Formed in 1980, Chalice had undergone numerous personnel changes over the years due to the relocation of some members and the death of founding members Mikey Wallace (killed in 1999), Trevor Roper and Robbie Peart, who passed away in 2013 and 2015, respectively, from cancer.
Vocalist and guitar player Wayne Armond, keyboardist Winston 'Alla' Lloyd, and bass player Keith 'Papa Keith' Francis are the survivors of Chalice's original line-up. The band is completed by lead singer Dean Stephens, Wayne 'C-Sharp' Clarke on drums, electronic percussionist Andrew 'Preggs' Thompson, and keyboardist Jerome Tulloch. Popular drummer Desi Jones also plays with the group from time to time.
By the changeover to accommodate Chalice, some of the patrons had already danced the night away. The perceivable difference when the lights came on 15 minutes later was the number of persons present, young and old, with a slight dominance of females at the front of the stage. Some even came equipped with fold-out chairs expecting a long show ahead.
Without wasting time, drummer Clarke sounded off by hitting his drumsticks together and Chalice started their set with Blaze from the 2010 album Let It Play, accompanied with George 'Wildlife', Scott who provided the deejay element to the track. The entertainers did not stray far from the hits, and, as claimed by Allison and Leonie Wallace, twin sisters of Mikey Wallace, the group still performs as it did when their brother was alive.
"It is an emotional experience seeing them now," said Leonie as the last time she got to see Chalice perform live was probably in the early 1990s. Allison was busy reminiscing, saying, "The music has held its ground since 1980, and although the members might be out of sight, they are never out of mind; we listen to the music all the time."
Being especially known for I Still Love You, Stew Peas, Dangerous Disturbances and Good to Be There, those songs were saved for Chalice's encore. "We wanted to give the performance a bit of difference, and that's what leaving tracks like I Still Love You for last did. It was truly amazing and, more important, our audience enjoyed themselves," said Lloyd following the show.
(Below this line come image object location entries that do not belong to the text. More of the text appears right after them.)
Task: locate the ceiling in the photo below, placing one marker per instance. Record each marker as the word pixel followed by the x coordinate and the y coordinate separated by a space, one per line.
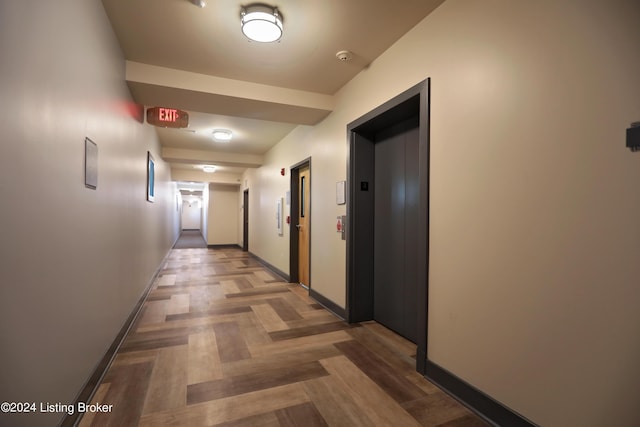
pixel 179 55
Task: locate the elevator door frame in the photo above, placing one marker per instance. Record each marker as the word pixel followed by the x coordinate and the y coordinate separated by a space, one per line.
pixel 360 213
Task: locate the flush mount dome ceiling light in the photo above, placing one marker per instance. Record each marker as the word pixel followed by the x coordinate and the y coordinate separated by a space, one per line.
pixel 222 135
pixel 261 23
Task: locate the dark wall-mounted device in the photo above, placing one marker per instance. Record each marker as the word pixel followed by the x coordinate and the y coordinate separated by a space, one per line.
pixel 633 137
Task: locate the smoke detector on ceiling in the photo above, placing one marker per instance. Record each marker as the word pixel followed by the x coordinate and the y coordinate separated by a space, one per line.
pixel 344 55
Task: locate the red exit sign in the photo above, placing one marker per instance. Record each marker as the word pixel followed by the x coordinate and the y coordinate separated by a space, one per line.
pixel 167 117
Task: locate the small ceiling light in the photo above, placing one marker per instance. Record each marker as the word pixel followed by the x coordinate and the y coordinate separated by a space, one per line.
pixel 222 135
pixel 261 23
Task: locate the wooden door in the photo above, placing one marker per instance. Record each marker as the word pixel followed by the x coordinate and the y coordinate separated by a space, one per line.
pixel 304 224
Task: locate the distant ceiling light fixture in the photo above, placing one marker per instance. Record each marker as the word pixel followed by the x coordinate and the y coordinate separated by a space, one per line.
pixel 344 55
pixel 222 135
pixel 261 23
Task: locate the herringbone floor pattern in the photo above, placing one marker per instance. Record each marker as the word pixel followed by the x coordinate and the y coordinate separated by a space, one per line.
pixel 222 341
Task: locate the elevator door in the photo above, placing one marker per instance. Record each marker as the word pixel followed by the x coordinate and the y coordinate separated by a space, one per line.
pixel 396 194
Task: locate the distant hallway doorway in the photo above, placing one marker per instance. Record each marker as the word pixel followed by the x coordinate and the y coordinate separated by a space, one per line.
pixel 300 218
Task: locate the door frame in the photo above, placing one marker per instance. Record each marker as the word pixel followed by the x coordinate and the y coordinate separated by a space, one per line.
pixel 360 213
pixel 293 211
pixel 245 220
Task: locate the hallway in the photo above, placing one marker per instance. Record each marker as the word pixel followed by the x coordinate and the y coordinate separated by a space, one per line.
pixel 222 341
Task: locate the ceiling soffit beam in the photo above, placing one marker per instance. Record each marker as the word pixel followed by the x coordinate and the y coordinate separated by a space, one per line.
pixel 180 155
pixel 256 96
pixel 199 176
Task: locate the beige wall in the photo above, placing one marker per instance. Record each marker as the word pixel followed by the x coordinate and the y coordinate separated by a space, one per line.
pixel 534 199
pixel 73 261
pixel 224 214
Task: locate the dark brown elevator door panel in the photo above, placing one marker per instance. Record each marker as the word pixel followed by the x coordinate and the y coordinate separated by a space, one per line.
pixel 396 195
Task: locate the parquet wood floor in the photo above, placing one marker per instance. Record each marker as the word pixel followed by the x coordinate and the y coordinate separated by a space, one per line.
pixel 222 341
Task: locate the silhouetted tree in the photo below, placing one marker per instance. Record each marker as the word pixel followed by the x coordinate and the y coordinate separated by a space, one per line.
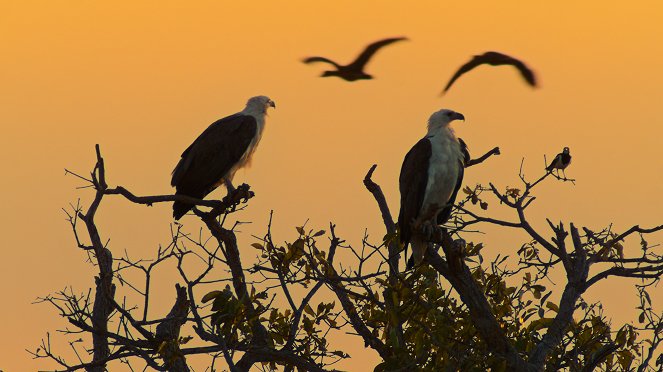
pixel 454 312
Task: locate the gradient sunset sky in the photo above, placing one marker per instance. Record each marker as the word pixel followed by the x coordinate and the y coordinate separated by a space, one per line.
pixel 144 78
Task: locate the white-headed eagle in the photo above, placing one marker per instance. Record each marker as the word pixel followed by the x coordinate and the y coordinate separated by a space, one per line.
pixel 430 178
pixel 214 157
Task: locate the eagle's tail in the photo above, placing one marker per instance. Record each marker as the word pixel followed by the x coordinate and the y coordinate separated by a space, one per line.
pixel 180 209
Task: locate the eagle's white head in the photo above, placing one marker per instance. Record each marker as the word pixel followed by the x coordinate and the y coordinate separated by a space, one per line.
pixel 441 119
pixel 258 105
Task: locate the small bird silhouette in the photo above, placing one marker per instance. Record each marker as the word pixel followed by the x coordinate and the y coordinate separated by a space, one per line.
pixel 355 70
pixel 560 162
pixel 493 59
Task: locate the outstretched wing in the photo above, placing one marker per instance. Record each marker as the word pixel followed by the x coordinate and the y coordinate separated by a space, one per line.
pixel 211 156
pixel 371 49
pixel 494 59
pixel 320 59
pixel 412 183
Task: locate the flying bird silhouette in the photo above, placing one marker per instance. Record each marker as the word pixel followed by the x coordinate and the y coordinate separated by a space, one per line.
pixel 493 59
pixel 355 70
pixel 560 162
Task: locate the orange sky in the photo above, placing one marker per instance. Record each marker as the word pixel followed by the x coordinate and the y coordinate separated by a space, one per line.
pixel 143 78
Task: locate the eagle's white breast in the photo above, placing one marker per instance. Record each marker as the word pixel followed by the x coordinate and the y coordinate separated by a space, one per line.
pixel 245 160
pixel 443 170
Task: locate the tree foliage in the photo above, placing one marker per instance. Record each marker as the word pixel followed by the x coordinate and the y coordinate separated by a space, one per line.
pixel 457 311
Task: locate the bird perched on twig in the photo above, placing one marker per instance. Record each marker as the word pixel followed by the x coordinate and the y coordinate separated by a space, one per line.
pixel 560 162
pixel 224 147
pixel 355 70
pixel 430 178
pixel 493 59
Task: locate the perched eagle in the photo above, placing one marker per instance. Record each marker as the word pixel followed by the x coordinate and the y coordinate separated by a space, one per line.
pixel 560 162
pixel 430 178
pixel 214 157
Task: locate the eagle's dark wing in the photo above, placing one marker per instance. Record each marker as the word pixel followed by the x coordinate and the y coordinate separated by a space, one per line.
pixel 466 152
pixel 366 55
pixel 210 157
pixel 412 184
pixel 494 59
pixel 320 59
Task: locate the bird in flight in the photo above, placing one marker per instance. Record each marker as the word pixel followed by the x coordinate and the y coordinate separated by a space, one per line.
pixel 493 59
pixel 355 70
pixel 560 162
pixel 431 175
pixel 224 147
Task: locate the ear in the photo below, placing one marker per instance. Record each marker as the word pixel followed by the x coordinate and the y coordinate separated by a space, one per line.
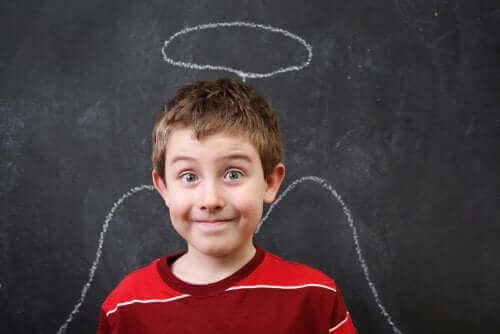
pixel 273 182
pixel 160 186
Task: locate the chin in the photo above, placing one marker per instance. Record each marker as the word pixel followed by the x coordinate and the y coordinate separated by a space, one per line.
pixel 217 249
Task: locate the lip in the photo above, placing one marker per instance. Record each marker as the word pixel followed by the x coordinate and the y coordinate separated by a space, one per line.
pixel 210 224
pixel 218 221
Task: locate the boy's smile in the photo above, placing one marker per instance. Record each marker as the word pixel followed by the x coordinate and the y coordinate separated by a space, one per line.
pixel 215 190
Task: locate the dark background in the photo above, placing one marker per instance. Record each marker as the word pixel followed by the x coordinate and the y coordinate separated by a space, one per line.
pixel 398 111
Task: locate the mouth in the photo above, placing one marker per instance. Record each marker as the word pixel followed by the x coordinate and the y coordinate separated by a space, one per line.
pixel 213 221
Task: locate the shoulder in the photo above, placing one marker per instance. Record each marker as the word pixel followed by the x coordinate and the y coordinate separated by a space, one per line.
pixel 142 284
pixel 276 271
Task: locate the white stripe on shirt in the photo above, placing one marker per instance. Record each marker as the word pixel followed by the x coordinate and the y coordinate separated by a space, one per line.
pixel 339 324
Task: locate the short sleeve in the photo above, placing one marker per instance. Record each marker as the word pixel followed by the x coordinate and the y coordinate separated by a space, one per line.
pixel 341 322
pixel 103 326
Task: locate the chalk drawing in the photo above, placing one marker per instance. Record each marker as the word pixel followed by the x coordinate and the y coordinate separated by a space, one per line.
pixel 98 254
pixel 322 182
pixel 243 75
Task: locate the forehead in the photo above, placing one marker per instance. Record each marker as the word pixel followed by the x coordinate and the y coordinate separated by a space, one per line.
pixel 182 141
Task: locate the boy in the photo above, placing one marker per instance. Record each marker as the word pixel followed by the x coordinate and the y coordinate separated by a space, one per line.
pixel 217 158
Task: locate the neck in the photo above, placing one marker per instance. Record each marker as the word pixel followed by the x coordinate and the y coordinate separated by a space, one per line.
pixel 197 268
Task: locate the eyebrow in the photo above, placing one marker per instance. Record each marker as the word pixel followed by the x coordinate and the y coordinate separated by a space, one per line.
pixel 234 156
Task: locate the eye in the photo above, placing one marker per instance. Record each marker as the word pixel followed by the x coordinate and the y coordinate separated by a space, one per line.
pixel 188 177
pixel 233 175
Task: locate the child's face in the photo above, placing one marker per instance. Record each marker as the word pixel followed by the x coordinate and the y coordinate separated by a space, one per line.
pixel 215 190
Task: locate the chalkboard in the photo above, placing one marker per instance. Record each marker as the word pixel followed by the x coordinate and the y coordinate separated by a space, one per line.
pixel 390 116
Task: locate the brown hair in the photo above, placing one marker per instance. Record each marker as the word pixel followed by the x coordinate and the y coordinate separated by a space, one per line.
pixel 209 107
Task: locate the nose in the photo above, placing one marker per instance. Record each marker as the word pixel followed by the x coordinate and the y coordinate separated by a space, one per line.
pixel 211 197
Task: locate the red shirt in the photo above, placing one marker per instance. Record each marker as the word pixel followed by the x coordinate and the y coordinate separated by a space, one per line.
pixel 267 295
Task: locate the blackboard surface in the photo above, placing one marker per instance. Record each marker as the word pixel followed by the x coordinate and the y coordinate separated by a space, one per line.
pixel 396 116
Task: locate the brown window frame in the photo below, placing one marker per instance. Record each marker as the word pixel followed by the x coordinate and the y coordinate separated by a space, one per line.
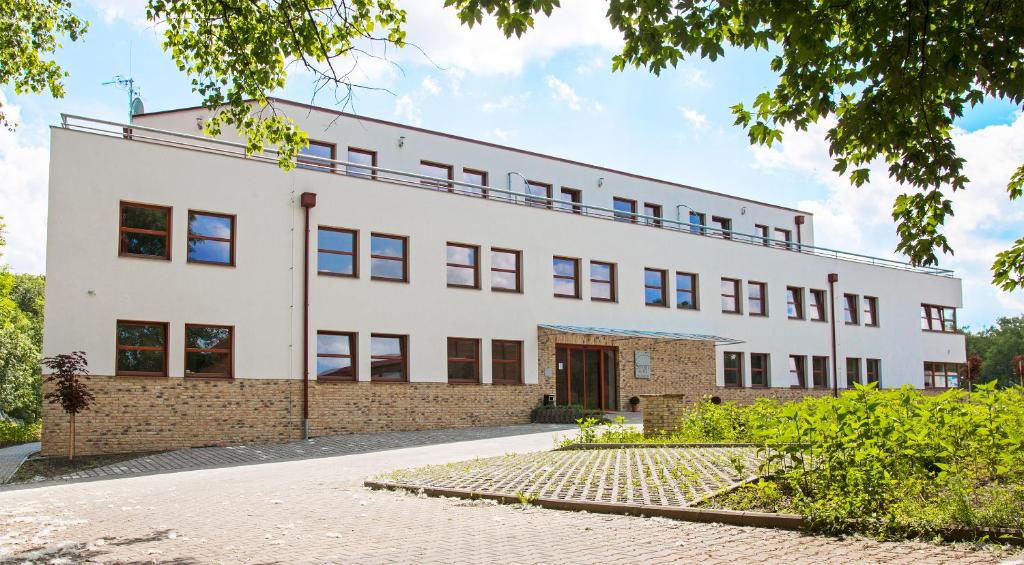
pixel 576 279
pixel 495 360
pixel 402 347
pixel 353 356
pixel 612 281
pixel 517 271
pixel 166 234
pixel 354 253
pixel 229 351
pixel 118 348
pixel 404 257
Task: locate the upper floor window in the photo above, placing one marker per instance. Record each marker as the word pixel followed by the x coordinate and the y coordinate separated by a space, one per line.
pixel 141 348
pixel 144 230
pixel 566 276
pixel 938 318
pixel 336 355
pixel 757 298
pixel 361 163
pixel 208 351
pixel 337 251
pixel 626 209
pixel 389 257
pixel 506 270
pixel 438 171
pixel 602 281
pixel 686 291
pixel 463 265
pixel 654 283
pixel 211 237
pixel 730 296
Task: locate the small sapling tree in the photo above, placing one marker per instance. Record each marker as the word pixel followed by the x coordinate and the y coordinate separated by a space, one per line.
pixel 68 373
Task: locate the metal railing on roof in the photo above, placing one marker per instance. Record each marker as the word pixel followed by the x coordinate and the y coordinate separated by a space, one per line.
pixel 135 132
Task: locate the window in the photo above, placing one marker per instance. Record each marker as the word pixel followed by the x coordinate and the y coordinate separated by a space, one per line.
pixel 730 296
pixel 941 375
pixel 464 360
pixel 506 362
pixel 851 309
pixel 337 253
pixel 733 368
pixel 795 302
pixel 535 188
pixel 852 372
pixel 506 267
pixel 873 371
pixel 463 266
pixel 625 210
pixel 870 311
pixel 141 348
pixel 336 355
pixel 654 213
pixel 819 370
pixel 211 237
pixel 686 291
pixel 602 281
pixel 474 176
pixel 571 199
pixel 759 370
pixel 361 163
pixel 144 230
pixel 388 358
pixel 654 283
pixel 938 318
pixel 757 298
pixel 798 371
pixel 817 305
pixel 315 156
pixel 388 257
pixel 566 276
pixel 208 351
pixel 438 171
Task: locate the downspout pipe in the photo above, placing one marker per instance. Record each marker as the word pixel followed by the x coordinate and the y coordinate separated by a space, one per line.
pixel 308 201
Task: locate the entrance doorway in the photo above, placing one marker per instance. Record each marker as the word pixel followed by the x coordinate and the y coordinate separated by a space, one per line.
pixel 588 376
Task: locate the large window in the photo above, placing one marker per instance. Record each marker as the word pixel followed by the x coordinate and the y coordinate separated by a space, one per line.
pixel 686 291
pixel 566 276
pixel 506 270
pixel 337 252
pixel 141 348
pixel 938 318
pixel 654 287
pixel 602 281
pixel 144 230
pixel 506 362
pixel 463 266
pixel 336 355
pixel 757 298
pixel 208 351
pixel 733 368
pixel 388 357
pixel 388 257
pixel 464 360
pixel 211 237
pixel 795 302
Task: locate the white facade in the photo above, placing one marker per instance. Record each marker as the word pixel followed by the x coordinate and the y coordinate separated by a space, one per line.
pixel 89 287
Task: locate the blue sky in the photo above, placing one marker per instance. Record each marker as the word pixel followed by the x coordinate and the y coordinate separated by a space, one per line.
pixel 553 92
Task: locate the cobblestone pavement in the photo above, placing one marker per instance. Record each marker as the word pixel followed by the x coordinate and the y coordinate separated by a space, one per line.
pixel 315 511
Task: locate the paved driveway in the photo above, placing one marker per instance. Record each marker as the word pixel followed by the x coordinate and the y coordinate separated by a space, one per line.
pixel 316 511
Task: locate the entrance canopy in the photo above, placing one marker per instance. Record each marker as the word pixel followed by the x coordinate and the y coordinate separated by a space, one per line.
pixel 626 334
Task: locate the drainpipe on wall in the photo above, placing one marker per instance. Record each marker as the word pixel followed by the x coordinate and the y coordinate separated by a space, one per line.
pixel 308 201
pixel 833 278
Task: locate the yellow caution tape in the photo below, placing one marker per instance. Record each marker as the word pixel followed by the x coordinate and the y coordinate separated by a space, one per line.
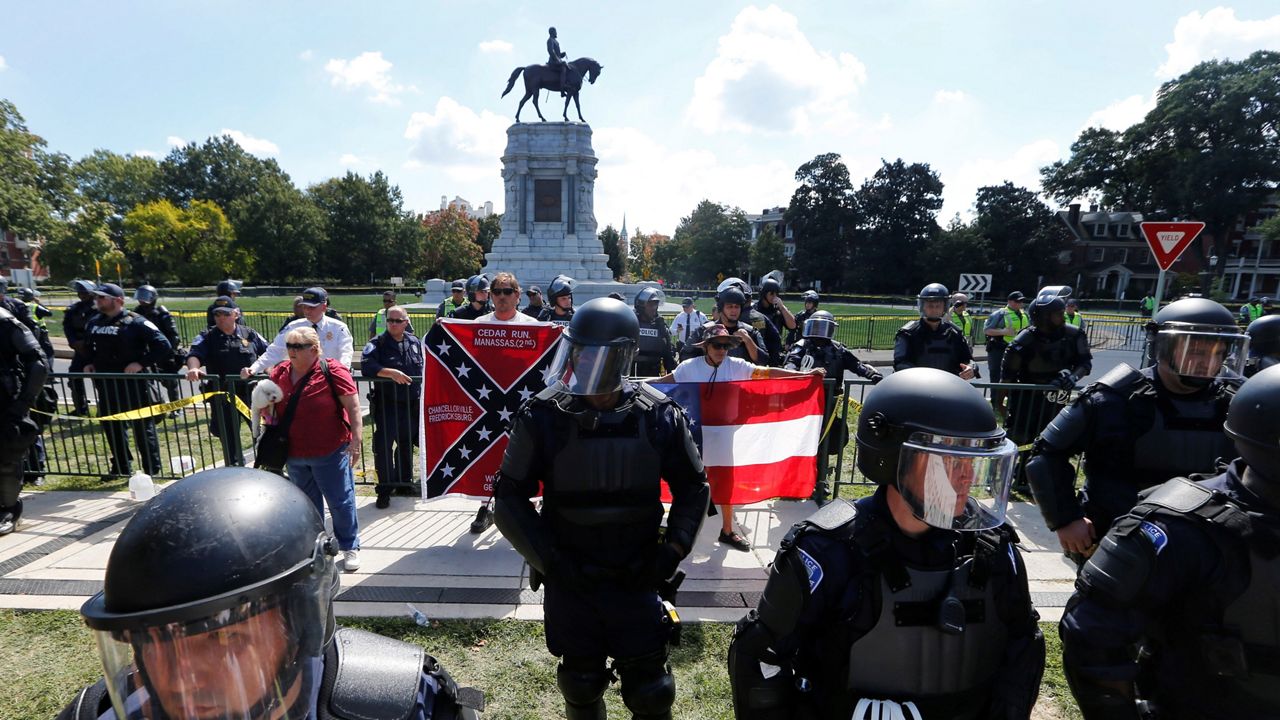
pixel 142 413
However, the question that weighed heavy on the minds of many of the patrons was whether the group would be releasing a new album anytime soon. Armond communicated to The Gleaner that there will be a relaunch of their album A Song, previously released in 2017 on digital platforms. The album contains 13 of Chalice's popular songs, some collaborations, such as Can't Dub with Tanya Stephens (which the band gave a sample of with Stephens' voice over a mobile phone), Good To Be There with Tarrus Riley, and Stew Peas, featuring Tanto Metro and Devonte.